Last week a successful measles vaccine was announced by Drs. Joseph Stokes Jr. of U. of Pa.'s medical school and Geoffrey William Rake of the Squibb Institute for Medical Research. They obtain active virus from the blood or throat washings of measly moppets, treat this material with ether or by filtering to remove bacteria, pass it into chicken eggshells through a small hole made with a dentist's drill, inject it into the chick embryo's outer membrane. After allowing four or five days for the virus to propagate, they open the eggs, remove the membrane, grind it, mix it with broth, centrifuge it (a centrifuge is a high-speed whirling machine which acts like a cream separator). The vaccine is then ready to use.
Tests were made on two groups of children, one vaccinated, the other not. Later both groups were inoculated with active virus. The unvaccinated children came down with measles, all the vaccinated ones stayed well. The parents were willing to let their children serve as guinea pigs because: 1) almost all children have measles at some time or other (98% are susceptible); 2) the tests were made in the late spring under hawk-eyed supervision, with the assurance that the malady would be mild, the complications nil.

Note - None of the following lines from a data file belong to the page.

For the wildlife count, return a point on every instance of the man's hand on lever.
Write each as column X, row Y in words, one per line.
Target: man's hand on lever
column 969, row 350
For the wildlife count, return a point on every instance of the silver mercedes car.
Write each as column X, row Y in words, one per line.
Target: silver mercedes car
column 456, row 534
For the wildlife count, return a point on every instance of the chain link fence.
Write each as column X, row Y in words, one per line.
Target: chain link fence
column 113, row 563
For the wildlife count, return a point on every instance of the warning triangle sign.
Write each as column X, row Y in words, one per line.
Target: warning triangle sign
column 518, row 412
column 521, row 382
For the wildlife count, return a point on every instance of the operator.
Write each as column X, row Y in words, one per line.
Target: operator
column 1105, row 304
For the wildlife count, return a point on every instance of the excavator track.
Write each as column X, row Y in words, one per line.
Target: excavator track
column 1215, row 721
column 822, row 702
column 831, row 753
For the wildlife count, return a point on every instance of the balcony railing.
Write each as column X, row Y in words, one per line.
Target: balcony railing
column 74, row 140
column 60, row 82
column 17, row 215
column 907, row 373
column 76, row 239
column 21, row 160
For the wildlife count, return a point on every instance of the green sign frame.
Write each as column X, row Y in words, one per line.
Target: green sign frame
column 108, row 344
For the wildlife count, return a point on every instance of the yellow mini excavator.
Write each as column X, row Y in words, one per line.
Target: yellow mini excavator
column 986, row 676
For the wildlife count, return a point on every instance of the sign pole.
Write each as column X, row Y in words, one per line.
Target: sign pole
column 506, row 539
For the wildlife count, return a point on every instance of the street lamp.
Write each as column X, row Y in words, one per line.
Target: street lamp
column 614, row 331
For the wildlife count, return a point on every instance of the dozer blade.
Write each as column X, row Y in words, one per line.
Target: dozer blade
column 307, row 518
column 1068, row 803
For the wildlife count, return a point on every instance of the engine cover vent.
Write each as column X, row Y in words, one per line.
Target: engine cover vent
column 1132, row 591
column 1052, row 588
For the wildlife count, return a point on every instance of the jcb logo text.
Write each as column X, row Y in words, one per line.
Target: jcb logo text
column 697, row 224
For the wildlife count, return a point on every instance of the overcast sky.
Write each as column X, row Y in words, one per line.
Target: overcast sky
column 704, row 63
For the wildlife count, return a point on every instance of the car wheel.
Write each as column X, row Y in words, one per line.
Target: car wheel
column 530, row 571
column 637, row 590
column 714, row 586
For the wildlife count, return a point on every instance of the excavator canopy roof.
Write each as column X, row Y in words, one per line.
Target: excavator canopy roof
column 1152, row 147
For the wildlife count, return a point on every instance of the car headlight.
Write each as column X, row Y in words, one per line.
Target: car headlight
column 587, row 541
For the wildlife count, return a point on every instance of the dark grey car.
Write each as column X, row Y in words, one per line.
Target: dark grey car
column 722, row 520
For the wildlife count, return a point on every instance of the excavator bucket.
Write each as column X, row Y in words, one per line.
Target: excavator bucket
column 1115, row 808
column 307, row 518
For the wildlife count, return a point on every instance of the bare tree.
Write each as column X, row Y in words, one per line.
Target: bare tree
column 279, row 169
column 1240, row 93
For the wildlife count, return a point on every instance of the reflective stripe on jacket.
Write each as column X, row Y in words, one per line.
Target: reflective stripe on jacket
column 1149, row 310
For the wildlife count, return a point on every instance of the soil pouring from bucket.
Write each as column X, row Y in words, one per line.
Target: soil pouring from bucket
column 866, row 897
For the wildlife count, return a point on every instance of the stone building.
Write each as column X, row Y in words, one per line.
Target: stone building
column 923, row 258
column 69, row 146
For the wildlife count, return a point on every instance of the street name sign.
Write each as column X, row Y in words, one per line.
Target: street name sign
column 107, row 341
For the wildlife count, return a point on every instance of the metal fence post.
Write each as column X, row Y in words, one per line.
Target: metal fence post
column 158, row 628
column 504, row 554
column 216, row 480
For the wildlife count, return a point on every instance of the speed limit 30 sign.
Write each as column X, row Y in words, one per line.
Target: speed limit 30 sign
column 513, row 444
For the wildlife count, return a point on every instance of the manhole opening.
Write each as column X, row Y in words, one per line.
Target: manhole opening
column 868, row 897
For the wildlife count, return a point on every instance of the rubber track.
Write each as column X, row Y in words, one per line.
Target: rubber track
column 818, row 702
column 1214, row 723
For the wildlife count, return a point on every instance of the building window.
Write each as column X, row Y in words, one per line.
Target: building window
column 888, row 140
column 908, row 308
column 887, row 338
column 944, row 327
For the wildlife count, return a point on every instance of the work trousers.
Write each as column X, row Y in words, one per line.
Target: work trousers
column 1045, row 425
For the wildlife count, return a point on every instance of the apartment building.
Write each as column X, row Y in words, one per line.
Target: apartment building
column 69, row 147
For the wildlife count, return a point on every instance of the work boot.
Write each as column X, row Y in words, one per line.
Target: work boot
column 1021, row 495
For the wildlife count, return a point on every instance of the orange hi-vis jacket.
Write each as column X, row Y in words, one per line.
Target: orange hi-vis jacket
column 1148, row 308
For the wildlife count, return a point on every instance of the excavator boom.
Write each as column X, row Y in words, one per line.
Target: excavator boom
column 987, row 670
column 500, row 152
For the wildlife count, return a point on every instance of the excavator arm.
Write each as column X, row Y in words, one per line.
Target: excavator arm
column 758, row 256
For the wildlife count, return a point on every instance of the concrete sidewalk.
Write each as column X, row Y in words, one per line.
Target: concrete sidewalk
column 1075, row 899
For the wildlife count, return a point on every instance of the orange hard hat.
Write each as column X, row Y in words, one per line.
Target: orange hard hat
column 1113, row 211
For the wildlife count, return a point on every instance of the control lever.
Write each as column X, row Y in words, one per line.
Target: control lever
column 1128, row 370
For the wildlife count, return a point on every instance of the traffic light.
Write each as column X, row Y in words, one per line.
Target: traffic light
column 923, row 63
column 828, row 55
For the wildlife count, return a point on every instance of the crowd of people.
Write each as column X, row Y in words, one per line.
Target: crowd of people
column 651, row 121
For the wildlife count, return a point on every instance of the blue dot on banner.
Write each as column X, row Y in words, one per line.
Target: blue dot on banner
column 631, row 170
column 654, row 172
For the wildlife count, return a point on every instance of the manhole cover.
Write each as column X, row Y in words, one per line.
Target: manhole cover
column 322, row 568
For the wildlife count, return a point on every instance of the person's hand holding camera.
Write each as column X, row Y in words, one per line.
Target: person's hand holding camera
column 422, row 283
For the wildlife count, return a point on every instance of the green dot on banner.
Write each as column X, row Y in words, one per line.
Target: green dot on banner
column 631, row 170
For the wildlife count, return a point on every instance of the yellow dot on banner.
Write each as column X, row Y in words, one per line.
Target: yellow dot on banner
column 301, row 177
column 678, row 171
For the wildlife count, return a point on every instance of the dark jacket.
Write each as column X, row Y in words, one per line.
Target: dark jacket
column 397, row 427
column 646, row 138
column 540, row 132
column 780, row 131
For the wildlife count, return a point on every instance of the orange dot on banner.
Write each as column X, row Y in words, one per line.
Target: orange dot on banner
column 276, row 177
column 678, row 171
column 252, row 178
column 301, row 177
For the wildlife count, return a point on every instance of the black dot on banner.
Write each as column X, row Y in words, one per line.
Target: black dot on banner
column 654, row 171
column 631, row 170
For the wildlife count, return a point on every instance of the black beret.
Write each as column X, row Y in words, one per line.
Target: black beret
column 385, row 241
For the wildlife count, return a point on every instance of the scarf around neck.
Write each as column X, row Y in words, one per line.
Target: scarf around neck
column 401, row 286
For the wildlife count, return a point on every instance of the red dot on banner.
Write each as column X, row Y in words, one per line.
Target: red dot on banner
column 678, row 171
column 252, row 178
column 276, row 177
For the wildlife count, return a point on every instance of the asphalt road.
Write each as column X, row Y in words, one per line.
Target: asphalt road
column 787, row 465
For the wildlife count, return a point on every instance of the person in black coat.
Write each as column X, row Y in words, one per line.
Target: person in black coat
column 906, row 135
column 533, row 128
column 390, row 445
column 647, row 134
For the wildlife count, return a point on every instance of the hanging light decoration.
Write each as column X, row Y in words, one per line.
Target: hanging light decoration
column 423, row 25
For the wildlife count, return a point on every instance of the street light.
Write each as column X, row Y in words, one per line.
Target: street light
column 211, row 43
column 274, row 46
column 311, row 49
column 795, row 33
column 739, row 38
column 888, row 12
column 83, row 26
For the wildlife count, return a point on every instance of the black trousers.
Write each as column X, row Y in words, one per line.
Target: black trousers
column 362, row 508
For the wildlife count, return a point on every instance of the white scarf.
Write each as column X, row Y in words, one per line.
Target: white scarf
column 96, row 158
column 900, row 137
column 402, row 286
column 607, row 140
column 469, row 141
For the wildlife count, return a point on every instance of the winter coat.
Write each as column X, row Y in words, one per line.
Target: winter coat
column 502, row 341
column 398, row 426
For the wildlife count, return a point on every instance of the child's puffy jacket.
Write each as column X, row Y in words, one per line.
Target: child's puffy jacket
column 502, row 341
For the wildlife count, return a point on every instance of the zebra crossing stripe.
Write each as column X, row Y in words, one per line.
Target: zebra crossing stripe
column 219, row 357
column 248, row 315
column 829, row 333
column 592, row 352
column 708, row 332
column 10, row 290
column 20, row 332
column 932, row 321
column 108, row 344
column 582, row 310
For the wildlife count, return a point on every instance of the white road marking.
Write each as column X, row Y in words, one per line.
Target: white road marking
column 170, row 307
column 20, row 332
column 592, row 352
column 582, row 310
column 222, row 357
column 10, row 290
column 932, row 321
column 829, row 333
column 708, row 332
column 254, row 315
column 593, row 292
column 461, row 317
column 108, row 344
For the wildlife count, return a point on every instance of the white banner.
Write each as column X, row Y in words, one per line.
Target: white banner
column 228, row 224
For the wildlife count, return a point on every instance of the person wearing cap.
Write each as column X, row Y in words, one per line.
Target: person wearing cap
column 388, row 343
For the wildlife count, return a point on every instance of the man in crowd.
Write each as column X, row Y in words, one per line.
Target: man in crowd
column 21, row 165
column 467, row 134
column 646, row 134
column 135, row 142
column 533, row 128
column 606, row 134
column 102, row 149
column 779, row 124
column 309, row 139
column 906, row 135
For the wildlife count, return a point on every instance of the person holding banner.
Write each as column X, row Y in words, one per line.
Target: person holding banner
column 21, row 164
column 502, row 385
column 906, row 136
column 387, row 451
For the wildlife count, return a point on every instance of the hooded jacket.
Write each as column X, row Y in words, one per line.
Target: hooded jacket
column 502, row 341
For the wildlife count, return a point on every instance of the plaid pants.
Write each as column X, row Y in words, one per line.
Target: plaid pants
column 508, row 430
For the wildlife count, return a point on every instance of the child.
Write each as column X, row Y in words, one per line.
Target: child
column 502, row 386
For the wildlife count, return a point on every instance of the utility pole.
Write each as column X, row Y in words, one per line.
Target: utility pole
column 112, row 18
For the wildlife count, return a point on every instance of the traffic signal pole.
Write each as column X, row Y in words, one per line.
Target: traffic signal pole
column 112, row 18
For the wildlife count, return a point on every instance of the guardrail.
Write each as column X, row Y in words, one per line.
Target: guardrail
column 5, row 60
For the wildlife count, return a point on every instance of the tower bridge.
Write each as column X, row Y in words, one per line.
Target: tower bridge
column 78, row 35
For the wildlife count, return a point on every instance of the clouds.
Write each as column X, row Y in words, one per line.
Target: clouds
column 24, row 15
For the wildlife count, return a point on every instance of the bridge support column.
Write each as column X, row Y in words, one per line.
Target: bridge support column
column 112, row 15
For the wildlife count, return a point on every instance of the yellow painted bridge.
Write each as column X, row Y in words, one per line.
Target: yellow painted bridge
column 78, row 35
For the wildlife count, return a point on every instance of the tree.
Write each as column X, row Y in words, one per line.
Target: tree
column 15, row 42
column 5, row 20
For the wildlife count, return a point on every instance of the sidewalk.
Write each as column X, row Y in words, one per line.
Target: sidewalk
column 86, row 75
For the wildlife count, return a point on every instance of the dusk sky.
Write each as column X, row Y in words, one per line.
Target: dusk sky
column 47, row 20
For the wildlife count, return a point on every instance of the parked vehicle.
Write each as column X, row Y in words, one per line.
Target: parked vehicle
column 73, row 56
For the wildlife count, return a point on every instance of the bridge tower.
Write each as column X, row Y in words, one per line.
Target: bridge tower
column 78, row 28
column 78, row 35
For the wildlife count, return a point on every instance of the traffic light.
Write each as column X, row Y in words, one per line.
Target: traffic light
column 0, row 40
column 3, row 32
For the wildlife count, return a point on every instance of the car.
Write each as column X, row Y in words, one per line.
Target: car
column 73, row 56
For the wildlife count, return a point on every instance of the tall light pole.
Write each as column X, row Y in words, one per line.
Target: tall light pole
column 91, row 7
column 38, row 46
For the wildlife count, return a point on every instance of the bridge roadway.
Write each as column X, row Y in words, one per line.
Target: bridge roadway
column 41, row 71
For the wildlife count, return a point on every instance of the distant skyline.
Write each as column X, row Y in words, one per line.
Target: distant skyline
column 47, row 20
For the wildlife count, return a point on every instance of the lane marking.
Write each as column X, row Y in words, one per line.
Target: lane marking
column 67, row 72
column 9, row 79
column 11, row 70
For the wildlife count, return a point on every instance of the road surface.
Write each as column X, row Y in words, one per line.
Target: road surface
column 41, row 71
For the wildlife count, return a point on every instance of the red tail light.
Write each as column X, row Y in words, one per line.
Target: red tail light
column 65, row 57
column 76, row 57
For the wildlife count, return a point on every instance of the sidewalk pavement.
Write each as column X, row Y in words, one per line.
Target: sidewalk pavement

Vitamin for Cancer? No one knows the cause of cancer or how to prevent it. But cancer's thousands of hard-working researchers are making progress. In Philadelphia last week doctors and biochemists were much impressed by a chain of astute guesses put together by Harvard's Louis Frederick Fieser, one of the men who last year synthesized the bloodclotting, hemorrhage-stopping Vitamin K.
It is known that certain hydrocarbon compounds from coal tar, notably the cholanthrenes, cause cancers to grow in animals. These hydrocarbons are called carcinogens ("cancer-makers"). Methyl-cholanthrene is the most potent carcinogen known. Six years ago two British chemists found that methylcholanthrene could be made by chemically breaking down bile acid. Could it be possible, asked Dr. Fieser, that human cancer could be caused by hydrocarbon carcinogens produced by the body itself? Hydrocarbons, which contain only carbon and hydrogen, are not normal body chemicals. But they might be produced by abnormal metabolism of body secretions, such as acids and hormones.
At Harvard, Dr. Fieser and his co-workers fed harmful carcinogens to rabbits. Some rabbits nevertheless failed to develop cancers. Examining the urine of these lucky beasts, the researchers found that the carcinogens had been "detoxified." The chemical mechanism of detoxification was similar in some ways to the activation of prothrombin, the blood's clotting agent, by Vitamin K. In fact, the evidence suggested that, when prothrombin activity was high, resistance to carcinogens and therefore to cancer might--just possibly--be high too. Therefore Vitamin K, the prothrombin stimulator, might--just possibly--keep animals from getting hydrocarbon cancers. Experiments to test this theory, said Dr. Fieser modestly, are getting under way at Harvard.
And at that breathless point he broke off his story.